Başka örnek; emniyet kemeri… Senin kendi can meselen ama anlatamazsın… Takmaz…
-Hocam anladım. Çözüm ne?..
-Muhterem bana göre çözüm FIKIH BİLİMİNİN tarifinde: FIKIH; BİR KİŞİNİN KENDİ LEHİNE VE ALEYHİNE OLAN İŞLERİ ARAŞTIRIP İNCELEYİP BİLMESİDİR. Yani kar zarar farkını görüp güncel işlerini kim ki düzene soktu; işte o zaman hem kendisi hem de toplum kurtulur. Yoksa ümit besleme…

1 Nisan 2018 Pazar

TAVRI İNÂDÎ…


TAVRI İNÂDÎ…
-Mirim, Küfrü İnadî’yi bilirdik de bu Tavrı İnâdî ne iş?
-Kahya Efendi evet “Küfrü İnadi” diye bir deyim var. Her türlü açıklığa rağmen inanmayan demek…

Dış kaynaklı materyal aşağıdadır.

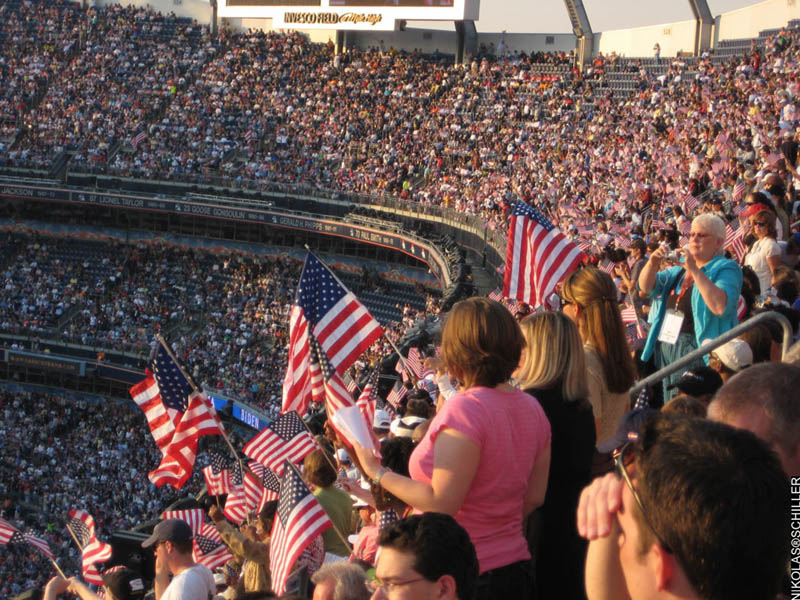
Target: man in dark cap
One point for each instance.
(172, 544)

-Mirim Açıklık ve İnanmak yan yana gelince imanın gücünü oluşturur; -amenna- bazen de imanın güçlüğünü…Dini konularda gaybe inanmak kolaydır da aleni açık olana inanmak zor olsa gerektir.

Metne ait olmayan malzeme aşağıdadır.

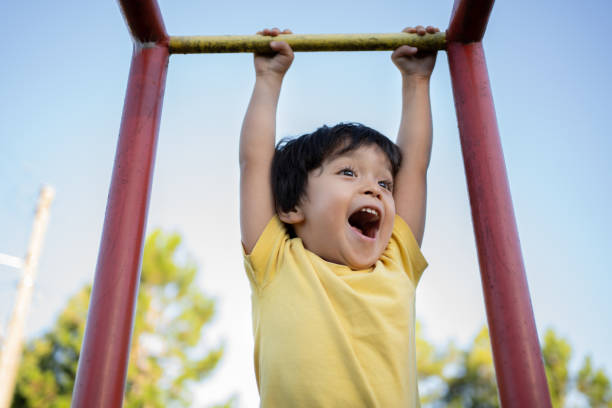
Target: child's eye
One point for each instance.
(385, 184)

-Evet doğru… Açık aleni olana inanmak çok zordur; dini koularda… Bu tip inançsızlıklara KÜFRÜ İNADİ derler.  En güzel örneklerini Sahabe yaşamıştır. Sahabenin imanı onun için kıymetlidir. Zira evveliyatını bildikleri; öksüz-yetim, güvenilir ve adam gibi adam olmaktan başka, -derinlemesine- varlığı, mahareti olmayan, Abdülmuttalib’in torunu, Abdullah ve  Amine çiftinden doğan, Hatice’nin kocası işte(!) birisi çıkıyor ve nübüvvetini ilan ediyor. Ona inanmak kolay olmasa gerektir. Bize göre ne var; C. Hakk inanın, diyor inanıyoruz.
Gelelim TAVRİ İNADİ’YE.
İnat etmek, reddetmek, kabul etmemek bizim-biz insanların- en temel duygularımızdan birisi. Mesele; şayet bu temel duygumuzu doğru kullanırsak; iyilikte, hayırda, güzellikte kullanırsak, engellemelerine rağmen direnirsek bizi olgunlaştırır. Ana yolda sebat etmek, o yoldan sapmamak için kullanırsan bizi hidayete eriştirir. Amma güzele, doğruya  çağrıldığında inat edersen bil ki; nefsine yenilmiş ve yalnız kalmışsındır.
Genel de kelimeleri kullanır da kökeni içeriğini araştırmayız.
Tavır; yaklaşmak, etrafında dolaşmak, hiza, hal, durum anlamına geliyor. Güncel adı VİZYON…
İnat;  “anede” kökünden geliyor; savaşmak, uzaklaşmak, mücadele etmek, muhalefet etmek, kibirlenmek, bilerek hakkı kabul etmemek, -en esprili kısmı da- sürüden ayrılıp tek başına otlamak, anlamına geliyor.
-Mirim artık gerisini anlatmaya gerek kalmıyor bence.